Economista, professor universitário e ex-funcionário do Banco Central, Arce foi o ministro da Economia de Evo em seus três mandatos. Em conversa recente com a reportagem, Evo disse que não o conhecia, mas que o aceitou após indicação de seu vice, o intelectual Álvaro García Linera. A economia surfava nas exportações do gás natural, e Arce foi um ministro muito popular.
Na Presidência, a história foi outra. Ele começou a ver sua popularidade em declínio especialmente em razão da dificuldade econômica. Em junho, militares tentaram tomar o poder à força, mas acabaram presos, em um evento que tem múltiplas versões.
Evo disse que o próprio Arce teria tramado a história para ganhar popularidade. O presidente nega. Fato é que Lucho está desgastado agora que acaba de completar quatro anos de gestão.
Qual o motivo dos protestos atuais?
Além da frustração econômica, a relação Evo-Arce se deteriorou de forma rápida. Evo insiste em concorrer novamente à Presidência nas eleições de 2025, ainda que há um ano a mesma corte que o havia dado cartão verde tenha voltado atrás e dito que o limite presidencial no país deve ser de dois mandatos, sejam eles contínuos ou não. Nesta sexta-feira (8) o Tribunal Constitucional revalidou essa decisão, em um novo balde de água fria para o ex-presidente.
Arce já criticava a tentativa de Evo de seguir no poder quando assumiu o Palácio Quemado, e agora o faz em tom ainda mais elevado. O ex-presidente, por sua vez, diz que seu antigo pupilo é um traidor que seguiu o caminho da direita política.
Além da tentativa de Evo de novamente concorrer à reeleição, outros dois fatores ganharam destaque.
Em primeiro lugar, o ex-presidente voltou a ser acusado de manter relações sexuais com menores de idade —e inclusive de ter tido um filho com uma delas—, e do crime de tráfico de pessoas, por supostamente ter levado essas meninas para trabalhar com ele e abusar delas.
A denúncia foi formalizada na Bolívia e também na Argentina. Evo se nega a comentar o assunto. Como não compareceu para prestar esclarecimentos, ele tem um mandato de prisão contra ele.

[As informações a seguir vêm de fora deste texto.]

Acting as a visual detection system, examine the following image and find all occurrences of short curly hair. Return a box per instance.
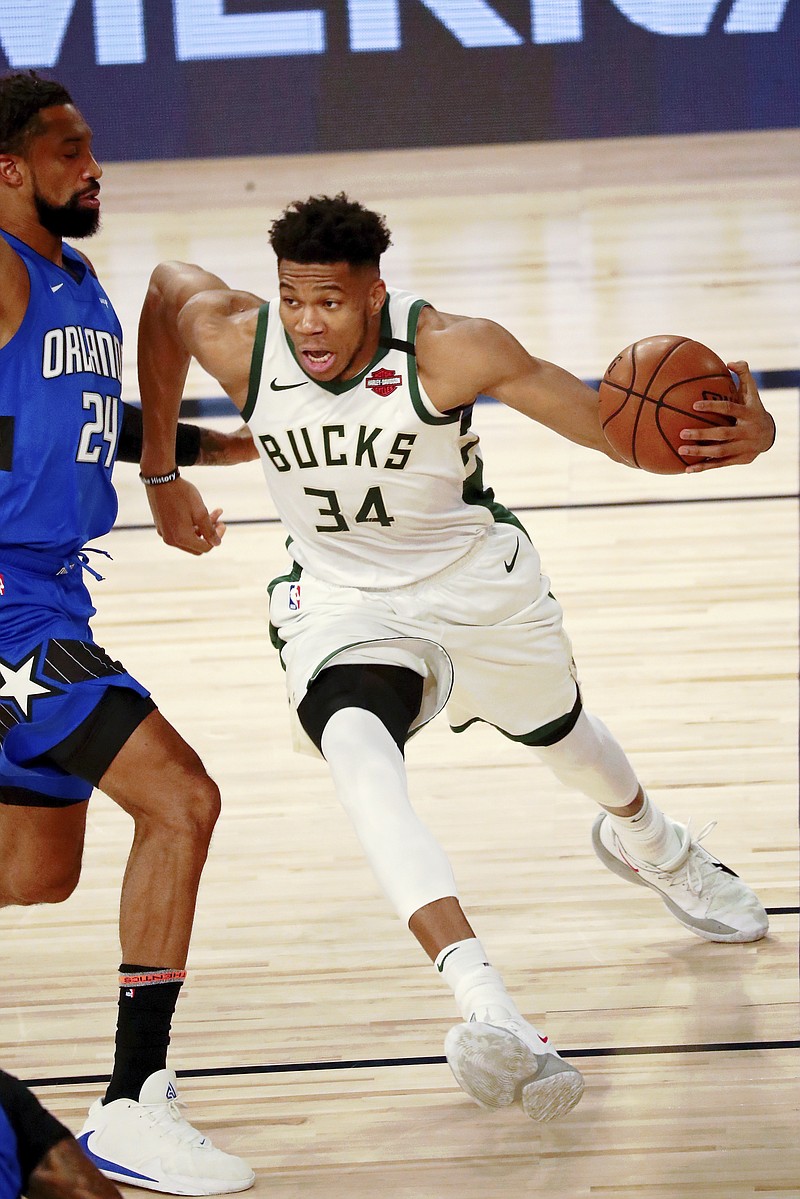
[270,192,391,266]
[0,71,72,153]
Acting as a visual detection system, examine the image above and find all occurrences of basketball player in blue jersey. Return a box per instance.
[0,1070,121,1199]
[0,73,253,1194]
[139,195,774,1121]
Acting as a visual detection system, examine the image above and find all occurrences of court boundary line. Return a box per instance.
[22,1038,800,1086]
[112,492,800,536]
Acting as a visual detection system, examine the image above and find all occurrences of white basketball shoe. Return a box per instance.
[591,812,769,941]
[445,1008,584,1122]
[78,1070,255,1195]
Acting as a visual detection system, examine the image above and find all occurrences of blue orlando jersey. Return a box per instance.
[0,229,122,560]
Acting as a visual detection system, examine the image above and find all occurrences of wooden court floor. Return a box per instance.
[0,132,800,1199]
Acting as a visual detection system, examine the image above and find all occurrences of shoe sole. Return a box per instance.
[94,1153,255,1195]
[591,813,769,942]
[445,1022,584,1123]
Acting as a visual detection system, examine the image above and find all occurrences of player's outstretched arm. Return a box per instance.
[138,263,260,554]
[679,362,776,475]
[417,309,624,462]
[116,404,258,466]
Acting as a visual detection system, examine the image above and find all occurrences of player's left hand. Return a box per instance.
[146,478,225,554]
[679,362,775,475]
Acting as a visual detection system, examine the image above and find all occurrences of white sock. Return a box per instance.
[608,794,680,866]
[435,936,522,1024]
[323,707,458,924]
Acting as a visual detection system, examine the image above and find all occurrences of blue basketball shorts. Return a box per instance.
[0,549,155,807]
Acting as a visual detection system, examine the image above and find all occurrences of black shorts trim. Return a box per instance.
[450,691,583,747]
[40,687,156,787]
[297,662,423,753]
[0,787,91,808]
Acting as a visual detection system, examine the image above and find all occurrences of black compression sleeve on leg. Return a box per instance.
[0,1070,72,1193]
[297,663,422,753]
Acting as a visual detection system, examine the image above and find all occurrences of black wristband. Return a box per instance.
[116,404,203,466]
[139,466,181,487]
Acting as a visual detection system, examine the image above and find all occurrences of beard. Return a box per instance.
[34,192,100,237]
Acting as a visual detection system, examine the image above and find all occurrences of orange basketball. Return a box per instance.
[600,333,738,475]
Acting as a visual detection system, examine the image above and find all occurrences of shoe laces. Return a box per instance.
[650,819,717,898]
[142,1098,209,1149]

Em segundo lugar, no final de outubro ele denunciou uma suposta tentativa de assassinato a tiros contra ele. Evo afirma que a operação foi ordenada por um dos ministros do atual governo e teve anuência de Arce.
O governo, por sua vez, diz que investigará o episódio, e já sugeriu a possibilidade de um autoatentado armado por Evo. Nada foi esclarecido. Ex-líderes regionais se manifestaram, mas não o presidente Lula (PT). O Itamaraty tampouco se pronunciou e, quando questionado, disse estar esperando mais detalhes.
Lula era próximo de Evo, mas também o é de Arce. O Brasil foi um ator importante para que a Bolívia entrasse no Mercosul. Também acredita que o país vizinho pode servir para escoar o gás que poderia vir da Argentina para o território brasileiro.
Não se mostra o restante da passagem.